I. FACTUAL BACKGROUND AND PROCEDURAL HISTORY

For the purposes of this Motion to Dismiss, the Court takes as true all allegations of the Amended Complaint. Plaintiff worked for Wells Fargo from 1992, when she was hired as a branch manager, to March 2019 when she was terminated. (Am. Compl. ¶ 1.) Relevant to this action, in January 2015, Plaintiff was promoted to lead Region President. (Id. ¶¶ 1, 5.) Plaintiff's direct supervisor in this position was Lee. (Id.)

In June 2015, Plaintiff alleges that she became aware of fraudulent conduct performed at the direction of Wells Fargo that involved the unauthorized opening and use of consumer accounts and offering improper sales incentives to its employees. (Id. ¶ 7.) Plaintiff believed these actions to be "illegal, fraudulent, and in violation of public policy." (Id.) Accordingly, in June of 2015, Plaintiff terminated a Wells Fargo employee, J.K., who had engaged in such practices. (Id. ¶ 8.) Plaintiff also attempted to terminate a second employee, B.R.D., for "helping to create the unlawful and fraudulent consumer account[s]," but her attempt was overruled by "the most senior member of Wells Fargo," who apparently approved of the fraudulent practices. (Id. ¶ 9.) Plaintiff alleges that following her termination of J.K. and attempted termination of B.R.D., Lee "began an effort to force Plaintiff out of the bank, including instituting an obviously malicious and pretextual investigation by [Odjidja], to drum up baseless wrongdoing by Plaintiff in retaliation for Plaintiff's protected activities." (Id. ¶ 10.)

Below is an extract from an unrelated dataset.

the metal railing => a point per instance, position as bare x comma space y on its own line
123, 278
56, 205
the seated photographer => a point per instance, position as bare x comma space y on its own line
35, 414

It is unclear from the Amended Complaint what Odjidja's position at Wells Fargo was during this time period.

Shortly thereafter, in 2016, Congress began an investigation into Wells Fargo related to the fraudulent creation of consumer accounts. (Id. ¶ 11.) As a result of this investigation and negative news coverage of the Wells Fargo's conduct, Wells Fargo fired approximately 5,300 employees for engaging in these practices. (Id. ¶ 12.) On September 8, 2016, Wells Fargo entered into a Consent Order in which it acknowledged that the Company engaged in misconduct and agreed to be subjected to continued review by various government officials. (Id. ¶ 14.) According to Plaintiff, since that time, Wells Fargo has engaged in "an internal campaign to rid itself of employees who were simply present during the period when the Company and its employees engaged in fraudulent practices and has "sought to 'scape goat' employees and cast them in a false light, through improper abuse of its internal investigative efforts and by a policy of pretextual firings for cause." (Id. ¶ 15.) Plaintiff claims that, in so acting, Wells Fargo "employed a reign of terror against otherwise innocent employees" who did not engage in fraud and instead tried "to eradicate [the fraudulent policies] and [spoke] to investigative bodies regarding same." (Id. ¶ 17.)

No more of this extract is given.